Most of the resident of Rajouri got scared after they read hand-written posters pasted at various educational institutions asked the girls to adopt the desired dress code. Girls feel that they have no option but to listen to the diktats of the militants.

"Yes, we are scared as the ultras killed three innocent girls in the past few days. So we are not allowing even our daughters to venture out without wearing veils," said one Abdul Ganai, resident of Siote, the village which witnessed the killing of three young girls. The killing of the girls had caused a lot of resentment among the villagers. 
 
On that fateful night,three militants had entered one house in villager Siote in which a marriage ceremony was taking place in December.The ultras identified one particular girl and slaughtered her by slitting her throat. Then they entered the next house, repeating the procedure. However, when they went to another nearby house and forced the girl to accompany then with the intention to slaughter her too, her mother also followed. Resulting this, they could not slaughter her but fired at her. She died on spot. Two of the women, both aged 21, were thus slaughtered in their houses while the third woman, 22, was shot dead.
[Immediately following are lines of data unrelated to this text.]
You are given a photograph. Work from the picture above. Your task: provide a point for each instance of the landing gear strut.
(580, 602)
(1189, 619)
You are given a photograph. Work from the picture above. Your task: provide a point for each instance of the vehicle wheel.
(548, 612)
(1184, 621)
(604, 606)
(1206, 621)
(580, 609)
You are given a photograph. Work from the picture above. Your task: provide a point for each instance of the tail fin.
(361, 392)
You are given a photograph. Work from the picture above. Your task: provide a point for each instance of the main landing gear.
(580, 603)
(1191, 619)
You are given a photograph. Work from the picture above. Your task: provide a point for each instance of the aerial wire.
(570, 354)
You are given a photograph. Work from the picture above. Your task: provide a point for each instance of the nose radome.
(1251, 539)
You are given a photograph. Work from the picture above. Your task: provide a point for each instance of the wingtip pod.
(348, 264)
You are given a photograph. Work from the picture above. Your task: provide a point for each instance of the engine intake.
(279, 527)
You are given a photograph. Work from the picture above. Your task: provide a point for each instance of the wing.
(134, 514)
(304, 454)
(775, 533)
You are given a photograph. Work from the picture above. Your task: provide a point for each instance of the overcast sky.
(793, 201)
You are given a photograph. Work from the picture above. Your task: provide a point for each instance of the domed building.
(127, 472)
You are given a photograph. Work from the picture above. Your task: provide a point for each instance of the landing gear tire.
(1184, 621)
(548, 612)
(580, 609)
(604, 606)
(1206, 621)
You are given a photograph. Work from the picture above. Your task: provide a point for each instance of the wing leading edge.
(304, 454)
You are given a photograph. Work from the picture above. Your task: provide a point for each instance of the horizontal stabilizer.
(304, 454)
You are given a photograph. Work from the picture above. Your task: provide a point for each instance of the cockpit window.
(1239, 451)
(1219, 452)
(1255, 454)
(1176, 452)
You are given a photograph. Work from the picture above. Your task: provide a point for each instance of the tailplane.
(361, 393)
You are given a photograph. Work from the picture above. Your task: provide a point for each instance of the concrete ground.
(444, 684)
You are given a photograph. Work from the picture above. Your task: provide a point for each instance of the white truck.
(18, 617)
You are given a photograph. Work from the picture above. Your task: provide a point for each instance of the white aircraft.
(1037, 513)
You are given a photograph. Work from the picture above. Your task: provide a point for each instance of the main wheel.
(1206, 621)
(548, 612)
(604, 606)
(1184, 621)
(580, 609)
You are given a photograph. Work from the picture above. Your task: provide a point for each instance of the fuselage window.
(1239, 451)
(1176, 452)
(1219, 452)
Though people of the area said these killings were linked with the diktat on dress code as posters signed by a lesser known group, Lashkar-e-Jabbar, an off-shoot of the Lashker-e-Taiba, had been appearing in educational institutions in Rajouri district for the past one week asking Muslim women and girls to wear burqas and strictly follow the "purdah" system, the Senior Superintendent of Police (SSP) Rajouri Mr Prithvi Raj Manhas denies all such reports.
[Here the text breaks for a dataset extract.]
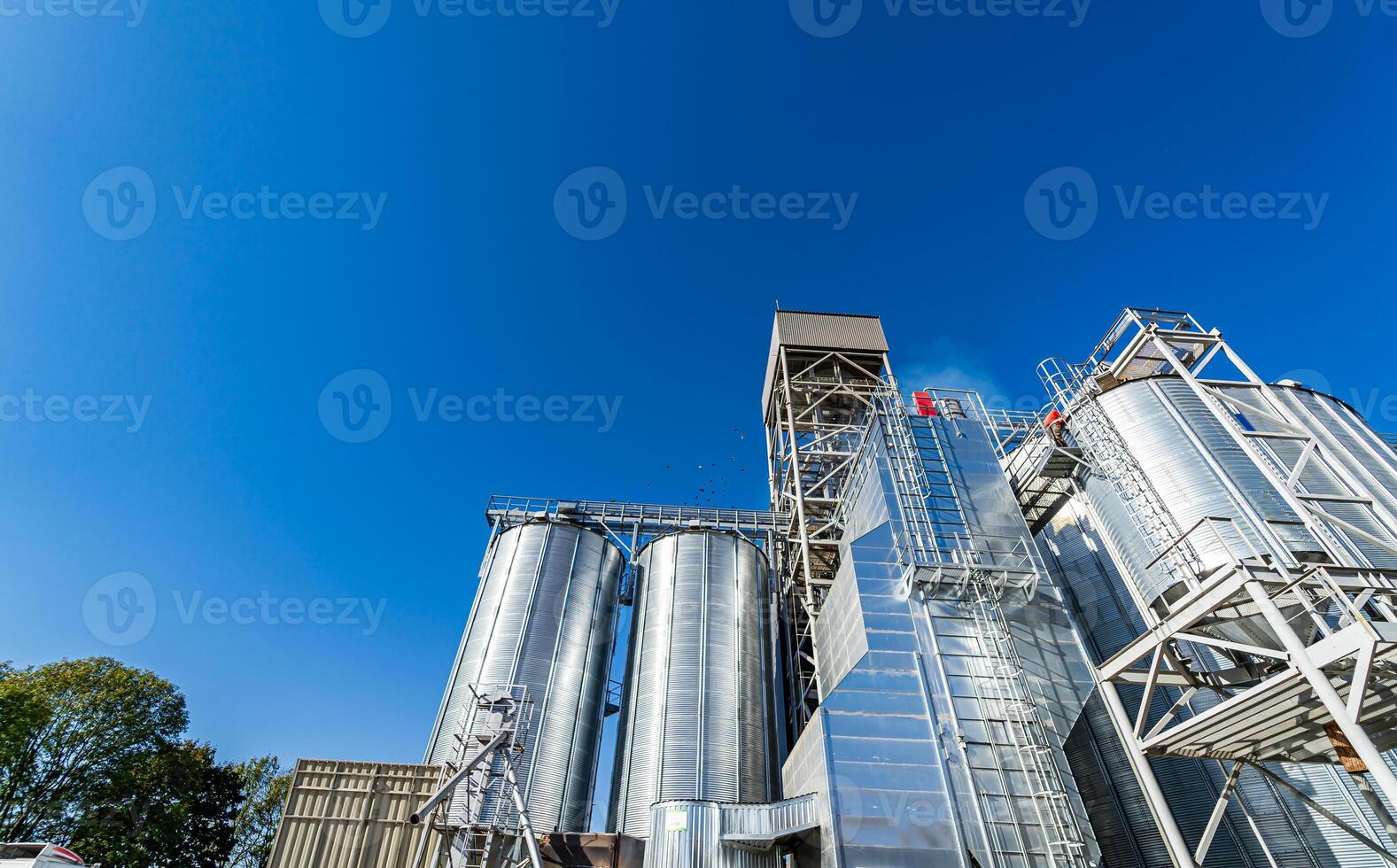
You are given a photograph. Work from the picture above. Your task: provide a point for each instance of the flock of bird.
(716, 490)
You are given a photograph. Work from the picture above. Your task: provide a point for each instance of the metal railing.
(1075, 391)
Mr Manhas told The Statesman that they have recovered a handwritten poster pasted just outside a nearby mosque which read that the girls were killed as they were helping the security forces and were their informers. Such wrong reports that these were killed for not adhering to the dress code, are being spread by media wrongly and this is highly irresponsible on their part, said the SSP Rajouri adding that one of these girls killed by the militants was married and was not even going to college.

However, not only the state Chief Minister Mufti Mohammad Sayeed has strongly condemned the brutal killing of these girls by militants in Thanamandi area of Rajouri, describing it as a ghastly and senseless act , his daughter and Kashmiri firebrand leader Ms Mehbooba Mufti, vice-president of Jammu and Kashmir Peoples Democratic Freedom Party (PDP) has also criticized the dress edict issued by Jabbar ordering women to wear a full bodied veil (Burqa). She believes that this threat given by the unknown militant outfit cannot be taken seriously and women will have to defy this threat. 

"Today purdah, tomorrow banning the girls entry to schools, then closing down of schools.... They can order one thing after the other. How can we agree to listen to these edicts,” she asked.

The renewed LeJ threat has also forced the police to act.Mr Manhas said they had beefed up security outside colleges and school in Rajouri and their men are trying to get clues about the outfit and bring the peerptrators to book.

“We are leaving nothing to chance and added force has been deployed outside women colleges and other educational institutions where the girls of Rajouri study,” he added.Even the Rajouri district Congress president Vinod Kumar Sharma smells a rat in the entire controversy. He feel that is a handiwork of those elements who want to scare women folk and want them to remain at home only.

Interestingly, Kashmiri women have been an empowered lot despite the decade-long militancy in the valley and the ever-extending arc of militancy in the state. Kashmiri women have always found a place for themselves in the society.

Meanwhile, close on the heels of militants beheading three to enforce a diktat on wearing burqa, Pakistan based Lashker-e-Taiba which had warned those selling alcohol of "severe action" if they did not stop their "un-Islamic" business immediately, killed a wine dealer in Alchi Bagh area of Srinagar city on Monday night when he was retunring to his home after closing the wine shop.

Lashker had put up posters at a number of places in Kulgam warning of severe action against those in wine business terming it as un-Islamic.